On my very first visit to the CBO, after moving into my big, empty house, I met Susan. Susan sniffed me out immediately. There was something about her face that stood out from the rest of the employees; her expression was more relaxed, almost smiling but not quite. Just softer. Not as irritated.
"Where are your from?" she asked. So there was something different about me, too.
"I'm from Minnesota. I just moved here."
"I knew it!" she said. "I'm from Bemidji!"
We always find each other, don't we? Susan is so nice and so excited to meet me, as Minnesotans are always excited to meet each other. When I lived in the suburbs of Chicago, I would run into other Chicagoland people around the world and they were never very interested to meet me. Which always made me feel foolish in the bathroom of the Scottsdale Cheesecake Factory or wherever it was that I ran into my zip code-mate. ( "I'm sorry, I just overhead you say that you're from Glen Ellyn? I live in Wheaton! We live just minutes away from each other! Hey! Where are you going?" )
Right away, Susan gets a concerned look on her face and says, "How's it going?" As a fellow transplant, she must have been through this before. And here she is today living a perfectly happy life at the CBO. "Don't worry," she says. "It's going to get better." She says this even though I give my standard diplomatic reply, saying how I'm really looking forward to getting to know New England. I never say that it's going badly. That would be rude. And whiny.
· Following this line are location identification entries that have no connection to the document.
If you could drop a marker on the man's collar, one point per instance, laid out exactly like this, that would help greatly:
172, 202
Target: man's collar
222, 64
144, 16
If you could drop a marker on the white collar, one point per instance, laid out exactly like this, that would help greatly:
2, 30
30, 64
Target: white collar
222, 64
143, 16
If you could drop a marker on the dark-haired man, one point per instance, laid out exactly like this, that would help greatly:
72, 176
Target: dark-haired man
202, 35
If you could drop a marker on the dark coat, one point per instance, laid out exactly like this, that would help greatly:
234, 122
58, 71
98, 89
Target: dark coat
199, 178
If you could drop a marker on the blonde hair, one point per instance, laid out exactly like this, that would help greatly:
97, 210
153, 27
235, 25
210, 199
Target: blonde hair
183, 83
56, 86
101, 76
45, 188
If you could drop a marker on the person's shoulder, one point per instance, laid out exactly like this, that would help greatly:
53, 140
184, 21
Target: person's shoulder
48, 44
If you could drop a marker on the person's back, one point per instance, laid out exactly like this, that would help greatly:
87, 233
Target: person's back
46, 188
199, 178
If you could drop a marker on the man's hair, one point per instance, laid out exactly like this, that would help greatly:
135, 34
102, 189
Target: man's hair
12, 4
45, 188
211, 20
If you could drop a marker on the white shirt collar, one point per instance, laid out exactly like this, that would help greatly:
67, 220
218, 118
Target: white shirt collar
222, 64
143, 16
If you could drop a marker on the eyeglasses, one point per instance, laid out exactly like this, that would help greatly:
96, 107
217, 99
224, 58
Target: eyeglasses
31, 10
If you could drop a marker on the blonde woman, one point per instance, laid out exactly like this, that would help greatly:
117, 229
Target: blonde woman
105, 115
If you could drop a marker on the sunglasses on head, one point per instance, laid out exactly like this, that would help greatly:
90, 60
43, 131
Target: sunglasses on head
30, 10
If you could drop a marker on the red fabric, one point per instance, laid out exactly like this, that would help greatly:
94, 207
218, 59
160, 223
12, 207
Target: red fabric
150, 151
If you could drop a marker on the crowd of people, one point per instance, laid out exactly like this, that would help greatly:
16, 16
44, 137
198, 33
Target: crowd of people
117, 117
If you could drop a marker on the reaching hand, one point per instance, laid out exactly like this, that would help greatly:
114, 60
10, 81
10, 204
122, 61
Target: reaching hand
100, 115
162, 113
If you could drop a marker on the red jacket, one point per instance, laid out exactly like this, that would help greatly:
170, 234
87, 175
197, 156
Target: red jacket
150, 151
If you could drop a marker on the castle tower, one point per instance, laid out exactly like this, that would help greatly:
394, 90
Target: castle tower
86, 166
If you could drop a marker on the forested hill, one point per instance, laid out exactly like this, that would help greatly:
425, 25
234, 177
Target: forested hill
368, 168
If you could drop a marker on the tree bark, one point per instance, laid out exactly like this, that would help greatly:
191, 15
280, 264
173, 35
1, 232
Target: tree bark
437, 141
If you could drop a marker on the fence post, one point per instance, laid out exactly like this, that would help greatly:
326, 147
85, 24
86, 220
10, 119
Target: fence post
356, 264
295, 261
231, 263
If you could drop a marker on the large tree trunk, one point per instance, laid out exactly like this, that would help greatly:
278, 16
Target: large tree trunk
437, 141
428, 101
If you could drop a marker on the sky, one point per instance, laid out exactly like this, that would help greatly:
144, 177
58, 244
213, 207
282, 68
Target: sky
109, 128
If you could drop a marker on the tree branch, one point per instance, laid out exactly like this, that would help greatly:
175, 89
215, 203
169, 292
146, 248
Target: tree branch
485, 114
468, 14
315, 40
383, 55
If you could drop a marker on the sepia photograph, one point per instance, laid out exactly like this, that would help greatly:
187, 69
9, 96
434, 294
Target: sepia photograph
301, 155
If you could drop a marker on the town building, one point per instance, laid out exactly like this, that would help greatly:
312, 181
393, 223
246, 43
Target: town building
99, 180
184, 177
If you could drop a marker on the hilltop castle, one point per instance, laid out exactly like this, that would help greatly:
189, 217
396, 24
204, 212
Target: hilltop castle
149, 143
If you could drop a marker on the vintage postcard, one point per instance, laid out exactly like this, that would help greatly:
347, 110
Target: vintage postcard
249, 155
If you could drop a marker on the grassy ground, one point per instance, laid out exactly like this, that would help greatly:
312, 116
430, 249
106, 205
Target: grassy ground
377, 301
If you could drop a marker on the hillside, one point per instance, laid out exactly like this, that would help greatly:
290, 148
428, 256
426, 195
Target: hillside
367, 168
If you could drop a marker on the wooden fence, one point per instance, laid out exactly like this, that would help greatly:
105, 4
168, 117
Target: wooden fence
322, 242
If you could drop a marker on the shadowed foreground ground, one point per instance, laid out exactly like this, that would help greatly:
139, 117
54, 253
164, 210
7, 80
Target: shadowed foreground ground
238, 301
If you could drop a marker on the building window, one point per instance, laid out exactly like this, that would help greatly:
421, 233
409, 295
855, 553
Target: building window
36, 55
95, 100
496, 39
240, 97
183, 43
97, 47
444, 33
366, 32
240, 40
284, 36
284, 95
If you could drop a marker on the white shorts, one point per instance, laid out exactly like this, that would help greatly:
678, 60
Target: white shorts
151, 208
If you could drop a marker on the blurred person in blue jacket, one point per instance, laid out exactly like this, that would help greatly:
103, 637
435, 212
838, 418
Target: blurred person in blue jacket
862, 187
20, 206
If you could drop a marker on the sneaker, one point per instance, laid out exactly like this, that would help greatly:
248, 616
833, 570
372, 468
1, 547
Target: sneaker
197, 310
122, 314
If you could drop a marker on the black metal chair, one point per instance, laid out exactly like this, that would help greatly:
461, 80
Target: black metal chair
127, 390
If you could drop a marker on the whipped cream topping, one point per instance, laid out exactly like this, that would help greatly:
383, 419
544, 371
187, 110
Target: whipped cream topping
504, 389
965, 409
"You're going to like it. Eventually. It takes some getting used to but then you'll like it. Except the Massholes. You never get used to them." (Her words! Not mine! I swear!)
Since that time, the CBO has been an important piece of my transition into this new place. When we moved into our big, formal, colonial style house, all the furniture from our smallish Minneapolis semi-bungalow looked ridiculous. Like the house was mocking us. Filling this house with furniture it approved of was tough. And we duked it out, the house and I, several times...........trying to find a style we could both agree upon. And the CBO was like our mediator.
I could go to the CBO feeling low - what had I gotten myself into? And the CBO would say "Try this. It's clean and it's modern but the natural wood gives it a traditional vibe. And the scale is perfect for your big house."
So I'd go home with my new dining table or sofa or end table, all dirt cheap, and the house and I would be friends again.
"See? It's gonna be ok. Little by little. Piece by piece. It just takes time," seemed to be the CBO's message.
I've taken friends to the CBO and they're always impressed when I'm greeted with a little extra familiarity than the rest. How much furniture can one person buy? Well..........a lot, actually. And it helps if you're from Minnesota so that all the transplanted employees have someone to talk to. The other day, it was Chad. Susan sees us chatting and shouts out "He's from the Midwest, too!" We have a little party for a minute. "Ooh! Where? That's so great!" And then he digs in extra hard to find a suitable end table for me, even searching databases of stores around the country, because he just can't let me go home with the one I have in my hand. We can do better than that, girlfriend!
And now, the CBO factors into my transition again as I stage my house for the people who will come through its doors, fall madly in love with it, and then want to buy it so that we can move once again. Making it look perfect. Making it look like a home. A home for someone else but still a home; a place that shelters us and our children and our dogs and makes us feel snug and secure and protected and well-fed.
Thank you CBO. Thanks to you and Susan and Chad and the cashier who was worried about my lime green pouf not matching the other greens in my house. I feel like we've created something really important here. Let's all cross our fingers and wish together for a quick sale.